This Article is From Dec 07, 2021

Their Cultures Don't Match: Goa BJP On Former Ally's Poll Alliance With Trinamool

The MGP, Goa's oldest regional party, has announced an alliance with the Mamata Banerjee-led Trinamool Congress for the state assembly elections.

Their Cultures Don't Match: Goa BJP On Former Ally's Poll Alliance With Trinamool

MGP, Goa's oldest regional party, has joined hands with the Trinamool Congress.

Panaji:

Goa Chief Minister Pramod Sawant has said cultures of the Maharashtrawadi Gomantak Party (MGP) and the Trinamool Congress, which have forged a pre-poll alliance, do not match.

The MGP, Goa's oldest regional party, on Monday announced it would contest the forthcoming state Assembly elections in an alliance with the Mamata Banerjee-led Trinamool Congress (TMC) as the combine pitched for good governance as its main poll plank to take on the ruling BJP.

Reacting to the political development, Chief Minister Sawant said the two parties have no match when it comes to their cultural identities.

"Where is the MGP's culture and where is the TMC's West Bengal culture? We wonder how do they match," he told reporters on Monday evening after attending a meeting of the BJP's election management committee chaired by former Maharashtra CM Devendra Fadanavis.

Referring to Goa's first CM Dayanand Bandodkar, who had founded the MGP, Sawant said, “Late Bhausaheb (Dayanand) Bandodkar will not have peace wherever he is."
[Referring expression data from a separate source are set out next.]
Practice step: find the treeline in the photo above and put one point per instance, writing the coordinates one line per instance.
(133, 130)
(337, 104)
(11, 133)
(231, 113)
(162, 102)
State BJP president Sadanand Shet Tanavade said “I have seen cartoons on various WhatsApp groups. It is shown there that when a lion does not get anything to eat, it eats grass.”

Notably, lion is the MGP's election symbol.

After the 2017 Assembly polls, the BJP, despite winning only 13 seats in the 40-member House compared to 17 bagged by the Congress, quickly stitched an alliance with the MGP and another regional outfit, Goa Forward Party (GFP), to form its government.

The MGP and the GFP later split with the BJP.

The MGP, which had won three seats in the 2017 polls, is currently left with only one MLA after two of its legislators joined the ruling BJP.

Tanavade said when the MGP aligned with the BJP for the first time in 1994, it was a different party altogether.

“If it is the same party, it would not have tied-up with a political outfit like the TMC,” he said.

“Now, the MGP has been turned into a private limited company of Dhavalikar brothers,” Tanavade claimed.

The MGP is headed by Deepak Dhavalikar and his brother Sudin Dhavalikar represents the party in the state Assembly.

Deepak Dhavalikar on Monday said details of the MGP's alliance with the TMC would be announced at a later stage and added the two parties will be sharing seats for polls to the 40-member Assembly.

He claimed there was a "wave" against the BJP in Goa and the two parties would seek to capitalise on it in the polls, likely in early 2022.

TMC Member of Parliament and Goa desk in-charge Mahua Moitra had said the details of the alliance would be made public before Mamata Banerjee's scheduled visit to the coastal state on December 13.